EMR in conjunction with RFA is an effective and safe management for early EAC. EMR provides accurate staging and has low complication rates.
巴雷特食管是食管腺癌(EAC)的已知前体。早期 EAC 包括 T1a(侵犯黏膜)和 T1b(侵犯黏膜下层但未侵犯固有肌层)。内镜黏膜切除术(EMR)为早期 EAC 提供准确的组织学分期和明确的治疗。EMR 后,用射频消融(RFA)消除剩余的巴雷特。然而,澳大利亚缺乏长期数据。
探讨 EMR 和 RFA 在早期 EAC 治疗中的疗效和长期结果。
对过去 10 年来在西澳大利亚 3 个三级中心接受内镜治疗的早期 EAC 患者进行回顾性分析,随访时间至少 12 个月。
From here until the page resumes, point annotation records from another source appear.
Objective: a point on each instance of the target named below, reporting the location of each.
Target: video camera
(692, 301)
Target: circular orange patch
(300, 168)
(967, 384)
67 例早期 EAC 患者(61 例 T1a 和 6 例 T1b)接受 EMR 治疗。67 例患者中,31 例通过 EMR 完全根除巴雷特,36 例因残留巴雷特而行 RFA。EMR 将 33 例高度异型增生(HGD)、5 例疑似黏膜内癌(IMC)的 HGD 和 1 例低级别瘤变(LGD)的活检组织学改变为早期 EAC,占 58.2%(n=39)。在平均 37.2 个月(四分位距:20,56)的随访中,97%(n=65)和 89.5%(n=60)的患者完全缓解了异型增生和肠上皮化生。1 例 T1b EAC 患者行食管切除术。无病例发生异时性 EAC、进展为浸润性腺癌或发生淋巴结/远处转移。并发症为内镜治疗的呕血(n=1)和狭窄(n=16),需要扩张。3 例患者因与 IMC 无关的原因死亡。
EMR 联合 RFA 是早期 EAC 的有效且安全的治疗方法。EMR 提供准确的分期,并发症发生率低。